Yury sent a message that he was with his aunt and the guard ran back: “Both invited.” On the enclosed veranda, a suntanned, relaxed Stalin awaited them. After asking about his father’s health, Stalin, pouring the wine, came to the point: “Maybe you should work for the Party.”
“Comrade Stalin,” replied Yury, “you once told me politics was a dirty business.”
“This is a different era. Times change. You’ll do Party work, you’ll travel and see the regions. You’ll see how we make decisions and how they disagree with them immediately.”
“I’d better consult my mother and father,” said Yury Zhdanov who knew that no magnate wanted his children in the snakepit of Stalin’s court. But Zhdanov agreed: Stalin appointed Yury to the important job—for such a young man—of Head of the CC Science Department. Unwittingly, Yury was placing his head inside the jaws of the crocodile at the very moment that the battle for succession was about to burst into blood-letting. “I didn’t fear him,” says Yury now, “I knew him since childhood. Only later I realized that I should have been afraid.”

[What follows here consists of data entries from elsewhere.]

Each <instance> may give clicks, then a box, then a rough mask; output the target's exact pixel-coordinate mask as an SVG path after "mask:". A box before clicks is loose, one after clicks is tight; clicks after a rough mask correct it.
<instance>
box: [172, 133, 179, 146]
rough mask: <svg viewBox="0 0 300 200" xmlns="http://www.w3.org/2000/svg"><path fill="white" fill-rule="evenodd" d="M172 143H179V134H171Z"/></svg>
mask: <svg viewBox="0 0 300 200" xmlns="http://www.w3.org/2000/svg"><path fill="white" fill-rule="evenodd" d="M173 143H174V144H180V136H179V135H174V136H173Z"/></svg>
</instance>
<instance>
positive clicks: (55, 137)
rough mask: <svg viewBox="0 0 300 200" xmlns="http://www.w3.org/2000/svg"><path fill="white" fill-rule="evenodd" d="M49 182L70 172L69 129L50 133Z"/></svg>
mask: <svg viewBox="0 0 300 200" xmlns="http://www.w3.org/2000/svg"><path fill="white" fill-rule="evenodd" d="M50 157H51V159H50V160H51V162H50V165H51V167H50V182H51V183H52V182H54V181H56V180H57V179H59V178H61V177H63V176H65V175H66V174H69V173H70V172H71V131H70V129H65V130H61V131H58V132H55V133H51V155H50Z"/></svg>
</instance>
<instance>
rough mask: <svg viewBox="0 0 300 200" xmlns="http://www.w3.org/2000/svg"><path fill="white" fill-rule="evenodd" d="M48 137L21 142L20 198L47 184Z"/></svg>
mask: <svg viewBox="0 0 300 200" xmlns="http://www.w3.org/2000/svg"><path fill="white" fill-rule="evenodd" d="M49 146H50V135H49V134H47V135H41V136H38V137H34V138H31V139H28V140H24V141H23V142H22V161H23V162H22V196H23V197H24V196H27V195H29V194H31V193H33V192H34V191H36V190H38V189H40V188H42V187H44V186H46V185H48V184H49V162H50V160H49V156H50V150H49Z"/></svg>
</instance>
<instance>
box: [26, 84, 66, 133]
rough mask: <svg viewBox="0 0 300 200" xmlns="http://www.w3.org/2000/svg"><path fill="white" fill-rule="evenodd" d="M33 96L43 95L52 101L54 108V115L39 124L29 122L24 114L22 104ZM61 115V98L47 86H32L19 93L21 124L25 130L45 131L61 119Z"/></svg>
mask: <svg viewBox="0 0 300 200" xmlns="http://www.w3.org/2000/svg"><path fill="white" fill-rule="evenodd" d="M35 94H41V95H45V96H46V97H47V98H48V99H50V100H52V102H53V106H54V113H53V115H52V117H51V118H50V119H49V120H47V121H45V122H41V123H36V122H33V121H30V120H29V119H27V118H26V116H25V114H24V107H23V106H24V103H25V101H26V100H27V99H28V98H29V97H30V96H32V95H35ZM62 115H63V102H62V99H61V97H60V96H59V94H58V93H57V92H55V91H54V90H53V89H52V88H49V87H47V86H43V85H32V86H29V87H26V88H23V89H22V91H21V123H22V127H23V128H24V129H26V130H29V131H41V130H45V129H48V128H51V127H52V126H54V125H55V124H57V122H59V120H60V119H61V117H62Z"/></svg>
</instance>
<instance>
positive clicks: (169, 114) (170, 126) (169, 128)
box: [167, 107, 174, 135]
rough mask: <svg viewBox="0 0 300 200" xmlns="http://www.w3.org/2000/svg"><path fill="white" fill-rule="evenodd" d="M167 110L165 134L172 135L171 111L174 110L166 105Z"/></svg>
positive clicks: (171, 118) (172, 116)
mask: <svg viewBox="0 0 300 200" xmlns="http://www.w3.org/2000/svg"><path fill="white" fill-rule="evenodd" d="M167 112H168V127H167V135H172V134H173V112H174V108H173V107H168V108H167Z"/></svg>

Yury did not have to stay, but another young man was less fortunate and endured nine days before he managed to escape. That October, Oleg Troyanovsky, a Foreign Ministry interpreter of twenty-six, was sent down to Gagra to interpret for Stalin at a meeting with some British Labour MPs.[278]
277
Zhdanov was not the only one: Andreyev, just fifty-two, fell ill in 1947 though he remained an active Politburo member until 1950; he lost his position in 1952.
278
Stalin had stayed with Troyanovsky’s father Alexander in Vienna in 1913, appointed him first Soviet Ambassador to Washington and protected him during the Terror. Stalin liked but never quite trusted Troyanovsky who was an ex-Menshevik. Once he crept up on him, put his hands over his eyes and whispered, “Friend or foe?” In 1948, young Troyanovsky’s career as Stalin’s interpreter came to an abrupt end when Molotov suddenly moved him in order to protect him. His father, the old diplomat, had been playing bridge and criticizing the leadership, with the indomitable Litvinov. It was a dangerous time. Later Troyanovsky became Khrushchev’s foreign affairs adviser. This account is based on an interview with him. He died in 2003.